Clarksville, TN – Earlier this month, the new Motorcycle Advisory Council held its first meeting. The “MAC” was created to support and advise the Federal Highway Administration on reducing motorcycle fatalities and improving infrastructure across the country.
The ten member committee held its meeting in Arlington, VA, and is comprised of experts in a variety of motorcycle and infrastructure topics. The day long meeting was to discuss work zone improvements, roundabouts, roadside hardware, crash testing and other topics.
While it’s not expected to have an immediate impact on motorcycle safety, the committee will meet again in early 2018 to advise the Federal Government on issues related to improving safety on the nation’s highways.
During the course of the meeting, data was presented on motorcycle fatalities, which are showing an alarming rise in numbers. The numbers, reportedly, are skewed due to the fact that most vehicles are getting safer.

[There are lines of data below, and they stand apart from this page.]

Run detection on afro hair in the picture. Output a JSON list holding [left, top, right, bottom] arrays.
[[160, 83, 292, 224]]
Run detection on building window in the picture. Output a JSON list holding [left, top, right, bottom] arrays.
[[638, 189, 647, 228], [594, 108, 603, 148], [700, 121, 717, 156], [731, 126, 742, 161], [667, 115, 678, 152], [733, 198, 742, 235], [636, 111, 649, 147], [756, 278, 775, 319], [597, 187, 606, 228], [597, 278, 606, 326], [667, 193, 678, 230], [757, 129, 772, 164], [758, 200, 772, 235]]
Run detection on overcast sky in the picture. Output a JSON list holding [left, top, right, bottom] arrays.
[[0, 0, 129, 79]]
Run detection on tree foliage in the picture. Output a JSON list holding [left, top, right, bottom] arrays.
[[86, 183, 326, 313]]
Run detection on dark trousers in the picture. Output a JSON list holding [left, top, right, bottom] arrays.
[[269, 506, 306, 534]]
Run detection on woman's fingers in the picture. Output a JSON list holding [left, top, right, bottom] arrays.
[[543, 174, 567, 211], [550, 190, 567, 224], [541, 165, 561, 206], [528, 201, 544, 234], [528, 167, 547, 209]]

Airbags, self-tensioning seat belts and advanced driver assistance systems are credited with saving more lives in motor vehicle accidents, while the dangers of riding a motorcycle remain the same.
I had not heard of such an initiative put forth by the Federal Government, but was encouraged that at least we were on their “radar.”
Clearly, vehicle safety has improved tremendously, and that’s a good thing. Obviously we all own and operate vehicles and safety is important. What bothers me is that during their inaugural meeting, their agenda didn’t address the major concern of bikers and that’s the cell phone, and distractions that lead to serious, if not fatal, accidents involving motorcycles.
I’m encouraged by this committee and yet don’t expect anything major from them anytime soon. Until the “Feds” address the cell phone “nightmare” that affects us all, not just bikers, then we’re just spinning our wheels. We all know that the technology exists to “disarm” the cell phone when the vehicle is in use, and on the surface it appears to be an easy fix.
I guess we’ll take what we can get as far as the Government addressing the issue, and if the motorcycle community wasn’t so “divided” about lane sharing and other ideas to improve safety and visibility, we might have a bigger voice. We also don’t have as big of a lobby as others, like bicyclists, who catch the ear of legislators on a state and national level.
The bottom line my brothers and sisters is, be diligent, be careful and keep your wits about you when you’re riding.